Paper Reading: Semantic Hashing using Tags and Topic Modeling (SIGIR13)

This paper is similar to collaborative topic modeling. They also mentioned that in their paper. The main difference is they train LDA offline so the topic distribution is not affected by tagging (supervisory signals).

From probabilistic perspective, it is variant of CTM:

Train topic model offline.

  1. For each doc y_j in Corpus:
    1. Draw latent offset, e ~ Gaussian(0, 1)
    2. Draw document latent, y ~ e + topic(y)
  2. For each tag u_i:
    1. Draw tag, u_i, from Gaussian(0, 1)
  3. For each doc y_j and tag u_i:
    1. Draw a document label, t_{i,j} ~ Gaussian( u_i * y_j , confidence)

I think the confidence matrix that they create is simply a fixed variance.
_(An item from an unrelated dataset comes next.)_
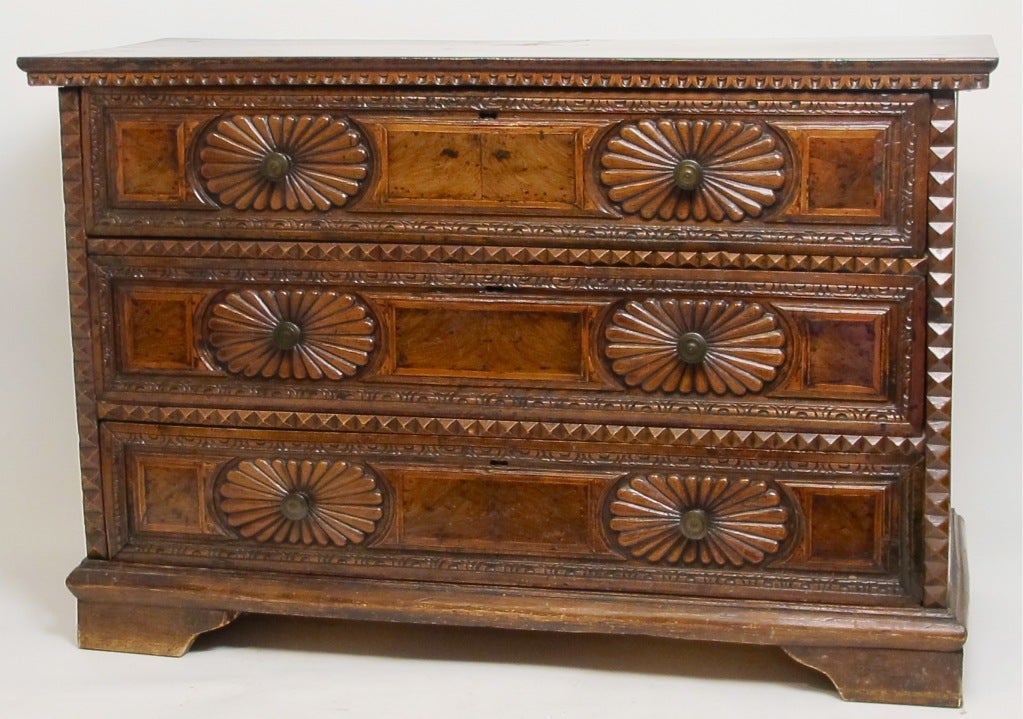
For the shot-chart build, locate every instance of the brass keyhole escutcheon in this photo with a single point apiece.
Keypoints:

From matrix factorization perspective:
1. They factor a tagging matrix: T = U * Y
2. Add regularizer || U ||^2 to keep U small since U is drawn from Gaussian(0,1).
3. Add regularizer that penalizes when Y is deviate from a topic(Y).

Their binarization from Y to hashcode is very straight forward.

Based on my analysis, there are a lot of rooms to improve:
1. adding non-linearity to matrix factorization, hash code function, and binarization function.
2. tagging uncertainty is learned from the data (instead of fixed variances).
3. tags (supervisory signal) can be correlated ( so document without tag t, can still have a high probability for tag t, if similar tag s appears in the doc.
4. jointly learn a topic model.
References

References:

[1] Wang, Qifan, Dan Zhang, and Luo Si. “Semantic hashing using tags and topic modeling.” Proceedings of the 36th international ACM SIGIR conference on Research and development in information retrieval. ACM, 2013.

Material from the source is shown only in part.